リモートロボティクス(東京・港区)は3月18日、パーソルクロステクノロジー(東京・新宿区)と、ロボットを遠隔操作する人材と、働き手を求める企業をつなぐマッチングサービス提供に向け、ユーザーエクスペリエンス(UX)の検証を2月19日に実施したと発表した。
検証では、リモートロボットシステムを導入した事業者から、人材パートナーでパーソルクロステクノロジーがロボットの遠隔操作業務の実施依頼を受けたと仮定。パーソル所属のリモートワーカーへの教育と受託した業務を遂行を想定し、ユーザーエクスペリエンスを確かめた。事業者は豊電子工業(愛知・刈谷市)が協力した。
具体的には、豊電子工業の工場で、リモートワーカーを管理するパーソルクロステクノロジーのSV(スーパーバイザー)が、対象のリモートロボットシステムを実際に見ながら、システム概要と遠隔操作業務の内容を理解し、リモートワーカー向けの作業手順書を作成。
豊電子工業の会議室で、パーソルクロステクノロジーのSVが作成した作業手順書を元に、リモートロボットシステムへの知識がないリモートワーカーの対象者に対し、対面でOJT(オン・ザ・ジョブ・トレーニング、職場内訓練)を実施。OJTを受けたリモートワーカーが、実際にロボットの遠隔操作が実行できるかを検証した。
また、リモートロボットシステムを見たことがない、パーソルクロステクノロジーの本社にいるリモートワーカーの対象者に、SVが愛知県からオンラインでOJTを実施。OJTを受けたリモートワーカーが、東京から愛知県にあるロボットの遠隔操作を実行できるかを確かめた。
検証の結果、リモートロボティクスは、提供するロボット遠隔クラウドサービス「Remolink(リモリンク)」の機能は、ロボットの遠隔操作業務の実施で十分であることや、リモートワーカー業務の質を向上するため、作業手順書や情報表示のユーザーインターフェイス、ユーザーエクスペリエンスの改善余地があることが分かった。

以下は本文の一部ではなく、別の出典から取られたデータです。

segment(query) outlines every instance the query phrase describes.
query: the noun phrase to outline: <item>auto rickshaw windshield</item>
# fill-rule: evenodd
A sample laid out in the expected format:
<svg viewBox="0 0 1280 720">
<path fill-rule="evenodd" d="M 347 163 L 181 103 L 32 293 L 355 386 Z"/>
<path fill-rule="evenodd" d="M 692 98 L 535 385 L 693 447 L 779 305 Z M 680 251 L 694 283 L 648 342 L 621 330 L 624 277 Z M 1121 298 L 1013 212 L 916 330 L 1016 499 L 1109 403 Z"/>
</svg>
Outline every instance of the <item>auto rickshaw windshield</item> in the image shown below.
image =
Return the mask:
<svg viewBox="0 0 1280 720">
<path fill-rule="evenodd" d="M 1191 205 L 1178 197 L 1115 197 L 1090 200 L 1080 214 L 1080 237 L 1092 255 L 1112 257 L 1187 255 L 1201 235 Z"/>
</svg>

パーソルクロステクノロジーでは、業務開始に必要なロボットの遠隔操作訓練回数は想定の5分の1の結果で、SVが作成した作業手順書を使ったOJT形式のトレーニングがリモートワーカーに効果的であることや、OJT形式のトレーニングはオンライン形式でも有効なことが判明した。
豊電子工業については、リモートワーカーがロボットの遠隔操作を迷いなく確実に行うために、作業手順と遠隔操作アプリケーション操作が1対1になるシステム構築が必要と分かった。
2社は、今回の検証を踏まえ、今後も複数のデモシステムやエンドユーザーさまの環境にて検証を進め、働き手を求める企業と新たな働き方を求めるワーカーが安心して利用できるサービスの構築を目指すとしている。